I think that serving the input files directly through nginx is the only real solution. We can either make the URI something like /input/dpatti_foobaz.in or if you believe that isn't secure enough, we can do /input/<user hash>_foobaz.in.

[vamega]

<user_hash> may not be such a great idea. Instead perhaps we can generate one time links to download each file. Just generate a random string of numbers and give it to them to download the file. Then it's simply a matter of looking up the key from the database. So a single query with a single where clause. Then forward that back to nginx using x-accel-redirect,

[dpatti]

I think it would be best to avoid database lookups, but we can still keep the folders isolated through the use of HttpRewriteModule in nginx. I originally wanted the URI to be the same each time; this way it would be very simple to run the same wget to just fetch the new inputs to the same location so you don't have to mess around with multiple file names. These were just my opinions as a participant last month.

[vamega]

I'm not sure how this ties into issue #16

[dpatti]

Some ideas for storage schemes

Per User

Each user has his own folder in media, which contains files uploaded by or relevant to him.

media
 |- dpatti
 |   |- resume.pdf
 |   |- input
 |   |   |- lasers.in
 |   |   |- battleships.in
 |   |
 |   |- attempts
 |       |- input_1
 |       |- source_1
 |       |- diff_1
 |
 |- jrock

In this, the input folder would be publicly facing (rewrite as /input/(\w+)/ by nginx). The diffs and resume would be accessible via X-Accel-Redirect through Django and nginx.

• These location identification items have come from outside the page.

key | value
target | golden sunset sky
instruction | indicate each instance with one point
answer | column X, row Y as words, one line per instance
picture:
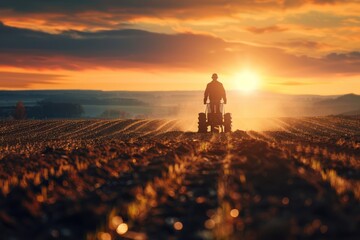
column 294, row 47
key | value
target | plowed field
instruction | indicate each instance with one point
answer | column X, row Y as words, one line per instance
column 150, row 179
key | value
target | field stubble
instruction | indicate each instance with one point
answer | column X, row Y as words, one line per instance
column 148, row 179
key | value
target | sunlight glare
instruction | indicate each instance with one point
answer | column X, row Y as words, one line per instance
column 247, row 81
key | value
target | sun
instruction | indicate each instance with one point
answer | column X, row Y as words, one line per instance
column 247, row 81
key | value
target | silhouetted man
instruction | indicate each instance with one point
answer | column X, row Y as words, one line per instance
column 215, row 91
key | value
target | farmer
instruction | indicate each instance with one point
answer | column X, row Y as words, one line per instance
column 215, row 91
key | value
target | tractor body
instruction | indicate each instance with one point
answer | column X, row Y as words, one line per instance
column 217, row 121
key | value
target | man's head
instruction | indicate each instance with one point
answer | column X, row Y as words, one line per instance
column 214, row 76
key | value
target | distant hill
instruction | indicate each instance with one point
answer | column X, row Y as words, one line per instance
column 351, row 113
column 343, row 104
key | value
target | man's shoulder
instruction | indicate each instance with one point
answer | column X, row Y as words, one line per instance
column 214, row 83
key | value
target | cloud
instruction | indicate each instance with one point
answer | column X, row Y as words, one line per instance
column 111, row 49
column 122, row 49
column 130, row 9
column 26, row 80
column 270, row 29
column 304, row 44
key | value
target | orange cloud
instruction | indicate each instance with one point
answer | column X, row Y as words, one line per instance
column 270, row 29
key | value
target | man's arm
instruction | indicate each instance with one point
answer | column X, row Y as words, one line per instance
column 206, row 94
column 224, row 94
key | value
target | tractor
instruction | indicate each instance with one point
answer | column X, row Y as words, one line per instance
column 218, row 122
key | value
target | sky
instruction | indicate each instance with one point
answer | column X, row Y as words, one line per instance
column 292, row 47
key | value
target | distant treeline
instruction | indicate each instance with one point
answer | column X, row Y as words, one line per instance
column 45, row 110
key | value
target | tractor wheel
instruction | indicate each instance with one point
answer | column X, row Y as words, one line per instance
column 202, row 126
column 215, row 129
column 227, row 122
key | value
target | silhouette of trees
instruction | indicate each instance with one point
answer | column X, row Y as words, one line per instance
column 20, row 111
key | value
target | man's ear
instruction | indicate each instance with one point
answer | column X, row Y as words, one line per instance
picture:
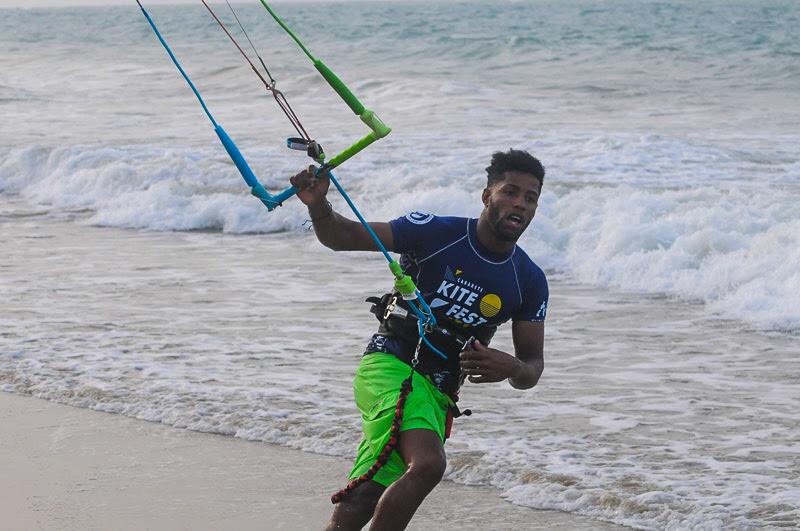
column 485, row 196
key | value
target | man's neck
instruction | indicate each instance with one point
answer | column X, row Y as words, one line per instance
column 487, row 238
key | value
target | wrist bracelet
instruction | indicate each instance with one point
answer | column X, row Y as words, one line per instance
column 326, row 215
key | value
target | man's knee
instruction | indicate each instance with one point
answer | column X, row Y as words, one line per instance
column 424, row 453
column 429, row 468
column 362, row 499
column 357, row 507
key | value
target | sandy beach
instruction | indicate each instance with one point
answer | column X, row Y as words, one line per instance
column 69, row 468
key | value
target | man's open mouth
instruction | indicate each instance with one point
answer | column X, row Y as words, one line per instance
column 515, row 219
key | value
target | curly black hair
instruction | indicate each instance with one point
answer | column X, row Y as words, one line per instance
column 513, row 159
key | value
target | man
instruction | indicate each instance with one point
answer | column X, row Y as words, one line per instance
column 474, row 277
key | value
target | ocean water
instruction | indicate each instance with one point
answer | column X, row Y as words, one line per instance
column 138, row 276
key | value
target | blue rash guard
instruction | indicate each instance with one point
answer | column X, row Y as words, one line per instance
column 470, row 289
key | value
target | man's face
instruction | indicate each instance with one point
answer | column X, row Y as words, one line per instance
column 511, row 204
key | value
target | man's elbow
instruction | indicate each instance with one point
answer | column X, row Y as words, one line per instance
column 529, row 376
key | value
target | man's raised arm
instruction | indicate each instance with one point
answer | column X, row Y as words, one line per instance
column 332, row 229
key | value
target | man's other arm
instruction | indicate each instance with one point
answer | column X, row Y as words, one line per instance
column 485, row 365
column 529, row 349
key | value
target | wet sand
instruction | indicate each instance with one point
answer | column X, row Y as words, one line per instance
column 69, row 468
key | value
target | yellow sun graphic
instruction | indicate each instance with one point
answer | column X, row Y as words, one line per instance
column 490, row 305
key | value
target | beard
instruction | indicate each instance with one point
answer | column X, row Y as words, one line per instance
column 501, row 232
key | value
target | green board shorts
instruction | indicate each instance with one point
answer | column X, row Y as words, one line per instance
column 377, row 387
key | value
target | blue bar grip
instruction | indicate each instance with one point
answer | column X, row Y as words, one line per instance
column 256, row 188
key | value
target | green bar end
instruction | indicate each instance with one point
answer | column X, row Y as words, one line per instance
column 373, row 122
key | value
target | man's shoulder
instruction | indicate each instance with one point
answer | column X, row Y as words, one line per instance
column 527, row 266
column 419, row 219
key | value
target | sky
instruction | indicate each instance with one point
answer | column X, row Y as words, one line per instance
column 67, row 3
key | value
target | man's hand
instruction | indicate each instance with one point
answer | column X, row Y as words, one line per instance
column 312, row 188
column 483, row 364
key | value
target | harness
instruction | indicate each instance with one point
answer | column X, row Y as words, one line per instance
column 398, row 335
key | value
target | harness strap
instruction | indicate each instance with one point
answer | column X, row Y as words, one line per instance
column 391, row 444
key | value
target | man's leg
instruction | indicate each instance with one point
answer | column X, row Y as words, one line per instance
column 423, row 451
column 356, row 509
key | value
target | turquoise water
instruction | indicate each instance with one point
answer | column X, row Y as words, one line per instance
column 669, row 134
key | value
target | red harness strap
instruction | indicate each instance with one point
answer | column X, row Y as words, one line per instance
column 405, row 389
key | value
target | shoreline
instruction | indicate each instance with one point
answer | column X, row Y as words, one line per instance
column 72, row 468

The attempts folder would contain all inputs, sources, and diffs, and the latter would be accessed through the /user/diff// as it is now to maintain security and remove the need of a database lookup.

Per Type

Each type has its own folder in media, and the user files are thrown together.

media
 |- resumes
 |   |- dpatti_DougPatti.pdf
 |- input
 |   |- dpatti_lasers.in
 |   |- dpatti_battleships.in
 |- output
 |   |- lasers
 |       |- dpatti_1
 |       |- dpatti_2
 |- sourcecode
 |   |- lasers
 |       |- dpatti_1.rb
 |       |- dpatti_2.rb
 |- diffs
     |- dpatti_1
     |- dpatti_2

Here, the media/input/ folder is publicly facing (no rewrite rule necessary, though still possible). The output and sourcecode folders would simply be off limits. The diffs folder would, likewise, be accessed via /user/diff/, which translates into /diffs/_ and keeps isolation.

Changing Input Names

Using the latter of the above, but structure input as such:

media
 |- input
     |- dpatti_96ffcd7.in
     |- dpatti_c579a14.in

In which case, the names of the files change every time and aren't very descriptive. I don't really see any upside to this, aside from the fact that automatic browser downloading won't affix a (1) to the filename. On the downside, you would have to change your input source each time or rename the file after it is downloaded. I guess it comes down to how important keeping input files separated is.

Of course, maybe you guys think I'm completely crazy and this is entirely a non-issue, but I'll leave my comments here regardless.